Recently, I was in a discussion with an influential executive and he made a statement that was quite disheartening. “Good enough is good enough.” Although paraphrased, this was not what I wanted to hear. I have a solid opinion that one has to do their best and one has to focus on the customer to be great. There has to be commitment to strive towards excellence.
If your company is succeeding by virtue of passivity and the simple fact that it is too expensive or too difficult for your customer to leave, is that truly success? Is it really a long term, viable solution to a problem? My view on it is certainly not. The customer should be wanting to stay with you through thick and thin. You want to drive customer loyalty vs customer satisfaction or apathy.
There are most certainly times when perfection or ‘the best’ is a problem. Shipping software, for example, is an example of this. If you hold a product delivery until you are perfect, bug free and have zero problems, you’re probably shipping too late — someone would have beaten you too it or you were solving problems that no one really cared about. You can not, however, ship mediocre and expect to be successful.
As a whole, it is always better to strive for greatness and fail than it is to accept being ‘good enough’. Lead the way towards making things better. It is better to try to make the customers ecstatic, the product phenomenal, and the employees extremely positive than it is to simply let things be or to be passive in your behavior. Take a chance, make things awesome. Take the shot, drive success and greatness.
Recently, I was doing research into quality metrics and methods of driving towards a great support center. The company I work for, 3M, is very heavily into ISO standards which tend to apply more towards manufacturing.
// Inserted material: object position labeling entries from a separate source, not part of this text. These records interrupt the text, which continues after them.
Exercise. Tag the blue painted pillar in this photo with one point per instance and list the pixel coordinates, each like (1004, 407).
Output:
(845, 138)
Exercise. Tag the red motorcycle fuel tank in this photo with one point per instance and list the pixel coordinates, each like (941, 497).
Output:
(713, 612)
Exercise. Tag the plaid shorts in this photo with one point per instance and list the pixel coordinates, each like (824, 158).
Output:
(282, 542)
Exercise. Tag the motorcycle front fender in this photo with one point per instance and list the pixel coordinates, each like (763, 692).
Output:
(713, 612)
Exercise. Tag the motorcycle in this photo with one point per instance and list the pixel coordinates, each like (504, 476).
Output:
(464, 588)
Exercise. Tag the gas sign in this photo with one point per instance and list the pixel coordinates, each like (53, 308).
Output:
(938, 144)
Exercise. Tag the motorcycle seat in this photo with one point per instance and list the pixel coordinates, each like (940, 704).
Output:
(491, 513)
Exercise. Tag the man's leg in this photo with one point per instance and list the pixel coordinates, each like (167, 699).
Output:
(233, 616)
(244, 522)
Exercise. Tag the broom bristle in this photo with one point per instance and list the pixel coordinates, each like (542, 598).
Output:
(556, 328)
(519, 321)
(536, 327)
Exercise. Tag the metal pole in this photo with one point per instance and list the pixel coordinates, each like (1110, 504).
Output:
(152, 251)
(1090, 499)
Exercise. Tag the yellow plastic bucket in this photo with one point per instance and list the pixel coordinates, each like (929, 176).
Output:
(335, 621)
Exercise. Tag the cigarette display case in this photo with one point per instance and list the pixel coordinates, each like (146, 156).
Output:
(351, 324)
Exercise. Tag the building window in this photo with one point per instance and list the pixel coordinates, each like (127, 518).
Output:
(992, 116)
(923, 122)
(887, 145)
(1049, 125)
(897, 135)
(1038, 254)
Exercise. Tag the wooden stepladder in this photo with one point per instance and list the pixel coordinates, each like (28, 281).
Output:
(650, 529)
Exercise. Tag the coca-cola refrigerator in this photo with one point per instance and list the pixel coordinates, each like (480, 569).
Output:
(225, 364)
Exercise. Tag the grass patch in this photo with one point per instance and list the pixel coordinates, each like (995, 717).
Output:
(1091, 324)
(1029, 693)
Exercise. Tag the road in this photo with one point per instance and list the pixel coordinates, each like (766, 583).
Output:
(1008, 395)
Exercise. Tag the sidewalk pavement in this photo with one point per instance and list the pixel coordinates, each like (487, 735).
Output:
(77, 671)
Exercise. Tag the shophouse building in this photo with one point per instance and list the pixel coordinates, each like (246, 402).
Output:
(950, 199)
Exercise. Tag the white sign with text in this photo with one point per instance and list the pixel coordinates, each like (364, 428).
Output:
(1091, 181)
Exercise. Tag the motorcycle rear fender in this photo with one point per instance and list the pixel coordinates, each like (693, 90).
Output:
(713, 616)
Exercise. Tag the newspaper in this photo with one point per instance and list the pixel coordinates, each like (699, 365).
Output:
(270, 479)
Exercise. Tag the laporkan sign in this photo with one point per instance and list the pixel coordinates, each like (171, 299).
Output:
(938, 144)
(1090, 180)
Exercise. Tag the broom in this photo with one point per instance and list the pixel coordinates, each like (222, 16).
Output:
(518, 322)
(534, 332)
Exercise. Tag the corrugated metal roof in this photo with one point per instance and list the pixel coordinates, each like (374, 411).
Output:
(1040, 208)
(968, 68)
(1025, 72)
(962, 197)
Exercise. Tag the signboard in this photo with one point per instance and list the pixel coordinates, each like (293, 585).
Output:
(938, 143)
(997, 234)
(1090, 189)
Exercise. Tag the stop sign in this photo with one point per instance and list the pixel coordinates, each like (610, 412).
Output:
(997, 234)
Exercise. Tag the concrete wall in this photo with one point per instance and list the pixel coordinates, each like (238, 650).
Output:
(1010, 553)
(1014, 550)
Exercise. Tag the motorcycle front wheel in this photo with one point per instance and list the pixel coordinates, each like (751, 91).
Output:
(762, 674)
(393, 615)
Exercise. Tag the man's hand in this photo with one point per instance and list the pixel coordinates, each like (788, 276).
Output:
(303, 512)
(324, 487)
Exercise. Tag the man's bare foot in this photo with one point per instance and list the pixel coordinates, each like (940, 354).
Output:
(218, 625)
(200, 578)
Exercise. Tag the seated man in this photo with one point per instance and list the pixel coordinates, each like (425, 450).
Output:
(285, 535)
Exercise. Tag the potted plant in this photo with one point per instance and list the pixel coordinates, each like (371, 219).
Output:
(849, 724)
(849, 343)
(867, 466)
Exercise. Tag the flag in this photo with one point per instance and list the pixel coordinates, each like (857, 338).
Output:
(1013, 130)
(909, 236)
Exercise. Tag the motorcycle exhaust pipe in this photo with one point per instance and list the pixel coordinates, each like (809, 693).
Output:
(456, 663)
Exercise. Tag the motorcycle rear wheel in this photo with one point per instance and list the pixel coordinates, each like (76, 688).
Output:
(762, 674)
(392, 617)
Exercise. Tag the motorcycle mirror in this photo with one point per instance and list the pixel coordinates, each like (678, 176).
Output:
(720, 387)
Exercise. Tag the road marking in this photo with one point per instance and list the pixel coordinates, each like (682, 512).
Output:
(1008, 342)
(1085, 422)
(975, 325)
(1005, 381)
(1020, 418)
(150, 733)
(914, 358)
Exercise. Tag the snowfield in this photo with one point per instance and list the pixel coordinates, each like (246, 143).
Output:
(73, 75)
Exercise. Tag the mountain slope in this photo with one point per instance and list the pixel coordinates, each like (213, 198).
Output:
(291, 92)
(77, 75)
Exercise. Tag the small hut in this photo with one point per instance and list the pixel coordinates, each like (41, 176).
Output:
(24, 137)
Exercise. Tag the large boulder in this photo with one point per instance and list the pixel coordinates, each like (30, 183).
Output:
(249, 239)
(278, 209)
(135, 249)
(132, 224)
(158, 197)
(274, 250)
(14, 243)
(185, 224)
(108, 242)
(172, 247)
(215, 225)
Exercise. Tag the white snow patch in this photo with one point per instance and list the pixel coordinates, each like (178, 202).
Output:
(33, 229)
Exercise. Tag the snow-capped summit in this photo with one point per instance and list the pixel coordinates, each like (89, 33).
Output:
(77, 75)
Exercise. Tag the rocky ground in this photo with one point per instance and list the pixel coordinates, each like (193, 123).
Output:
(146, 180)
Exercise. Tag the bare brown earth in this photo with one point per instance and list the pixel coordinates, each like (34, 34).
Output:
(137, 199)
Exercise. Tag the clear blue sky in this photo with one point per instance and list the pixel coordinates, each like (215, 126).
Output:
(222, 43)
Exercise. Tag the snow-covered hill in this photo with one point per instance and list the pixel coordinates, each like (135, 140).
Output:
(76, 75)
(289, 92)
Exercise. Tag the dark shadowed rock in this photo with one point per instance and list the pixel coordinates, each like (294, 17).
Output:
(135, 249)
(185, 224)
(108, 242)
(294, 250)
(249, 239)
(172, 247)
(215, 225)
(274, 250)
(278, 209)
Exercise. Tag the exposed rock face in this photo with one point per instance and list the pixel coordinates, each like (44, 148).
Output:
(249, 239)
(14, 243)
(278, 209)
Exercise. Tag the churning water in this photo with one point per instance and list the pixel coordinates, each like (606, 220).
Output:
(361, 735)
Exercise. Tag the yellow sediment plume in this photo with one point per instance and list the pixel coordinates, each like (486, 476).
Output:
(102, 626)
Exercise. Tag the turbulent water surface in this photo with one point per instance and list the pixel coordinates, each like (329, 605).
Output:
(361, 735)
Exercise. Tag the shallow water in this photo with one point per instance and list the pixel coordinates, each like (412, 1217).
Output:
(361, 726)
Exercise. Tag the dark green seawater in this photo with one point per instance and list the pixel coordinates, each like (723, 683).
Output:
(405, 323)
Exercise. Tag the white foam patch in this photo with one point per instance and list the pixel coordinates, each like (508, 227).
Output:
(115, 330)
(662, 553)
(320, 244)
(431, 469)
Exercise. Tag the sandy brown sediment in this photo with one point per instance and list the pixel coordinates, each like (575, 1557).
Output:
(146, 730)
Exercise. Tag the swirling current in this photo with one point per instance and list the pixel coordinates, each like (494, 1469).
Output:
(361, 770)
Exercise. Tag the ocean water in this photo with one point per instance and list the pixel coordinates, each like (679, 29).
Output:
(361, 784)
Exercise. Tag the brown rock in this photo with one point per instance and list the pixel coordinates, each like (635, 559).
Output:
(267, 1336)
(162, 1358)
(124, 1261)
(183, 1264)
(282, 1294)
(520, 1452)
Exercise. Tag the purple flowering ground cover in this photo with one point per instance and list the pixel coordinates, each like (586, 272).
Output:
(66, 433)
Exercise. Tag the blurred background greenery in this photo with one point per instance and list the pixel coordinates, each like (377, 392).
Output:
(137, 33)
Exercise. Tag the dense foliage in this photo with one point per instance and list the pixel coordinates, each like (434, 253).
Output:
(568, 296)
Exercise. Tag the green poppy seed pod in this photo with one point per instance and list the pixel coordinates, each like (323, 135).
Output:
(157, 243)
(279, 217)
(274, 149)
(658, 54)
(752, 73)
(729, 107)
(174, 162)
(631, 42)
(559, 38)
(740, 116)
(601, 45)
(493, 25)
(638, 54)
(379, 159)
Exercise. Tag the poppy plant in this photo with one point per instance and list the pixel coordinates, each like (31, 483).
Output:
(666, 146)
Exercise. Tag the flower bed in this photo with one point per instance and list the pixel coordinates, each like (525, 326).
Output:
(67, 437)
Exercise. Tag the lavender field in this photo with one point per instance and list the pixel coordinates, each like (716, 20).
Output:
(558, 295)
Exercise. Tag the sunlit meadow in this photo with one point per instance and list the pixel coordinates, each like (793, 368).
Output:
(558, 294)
There is, however, a standard called ISO 10002:2014 that aligns with the more traditional ISO 9001. As per the standard, this “provides guidance on the process of complaints handling related to products within an organization, including planning, design, operation, maintenance, and improvement. The complaints-handling process described is suitable for use as one of the processes of an overall quality management system.”
I reviewed the standard as well as many others, including ITIL CSI, Benchmark Portal’s Call Center standards, HDI guidelines, etc. The fact is, they are all very similar. The key is to have something that:
- Gives your team a standard to follow
- Allows your management to monitor & audit
- Has controls in place for long term success
If you have no less than these three things in place, you have a system that drives towards a system that improves quality and direction; a system that sets you up for long term success. Just be careful about not having too many.